L'enjeu était de discuter des "modalités d'accès" aux fonds gelés à l'étranger, dont une partie au Qatar, en raison des sanctions américaines. Téhéran exige le déblocage de 24 milliards d'avoirs, "avec mise à disposition de la moitié dès l'annonce du protocole d'accord", selon Isna.

C'est un des principaux points de contentieux, aux côtés du volet nucléaire que l'Iran souhaite aborder dans un second temps.

"Totale invention" 

Les Etats-Unis réclament la destruction de son stock d'uranium hautement enrichi, dont le sort est incertain. Téhéran dément de son côté vouloir se doter de la bombe atomique.

La télévision iranienne a fait état mercredi d'une ébauche du protocole d'accord en discussion, prévoyant notamment selon elle un engagement des Etats-Unis à lever leur blocus des ports iraniens en contrepartie du rétablissement du trafic commercial dans le détroit d'Ormuz, par où transite en temps normal un cinquième du pétrole brut et du gaz naturel liquéfié consommés dans le monde.

"Cette information des médias d'Etat iraniens n'est pas vraie et le projet d'accord-cadre (...) est une totale invention", a réagi la Maison Blanche.

Mercredi, les Gardiens de la Révolution ont insisté sur le fait que seuls les navires "prêts à se conformer aux ordres iraniens" seraient autorisés à passer le détroit, selon la télévision d'Etat.

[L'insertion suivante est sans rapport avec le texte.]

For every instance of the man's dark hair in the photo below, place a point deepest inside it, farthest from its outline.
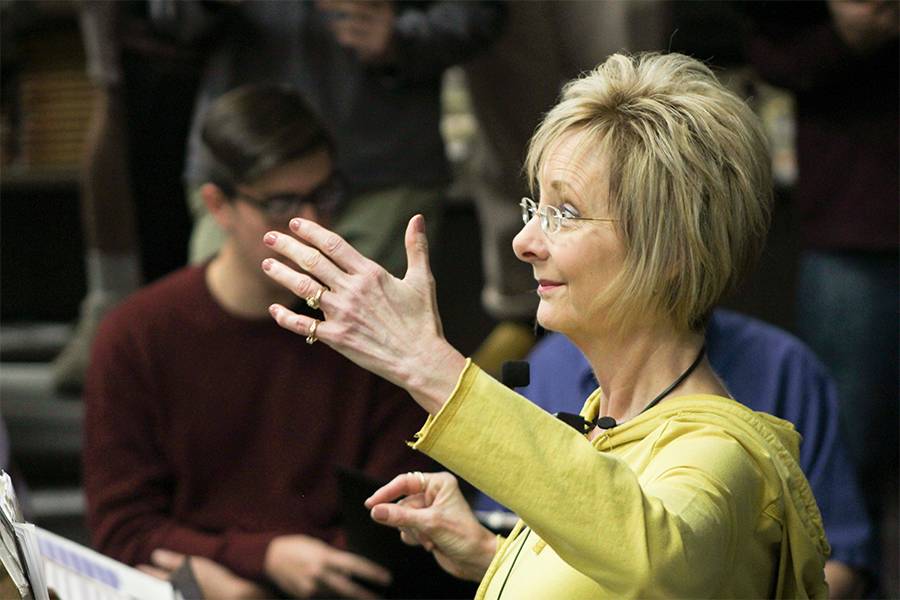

Sur l'autre front du conflit, au Liban - dont Téhéran réclame l'inclusion dans tout accord de paix - Israël intensifie ses raids aériens et opérations terrestres contre le Hezbollah pro-iranien, qui poursuit aussi ses attaques, malgré un cessez-le-feu théoriquement en vigueur depuis le 17 avril.

L'armée israélienne a averti dans la soirée qu'elle considérait comme une "zone de combat" tout le territoire libanais situé au sud du fleuve Zahrani, à une quarantaine de kilomètres de la frontière entre les deux pays, appelant à son évacuation.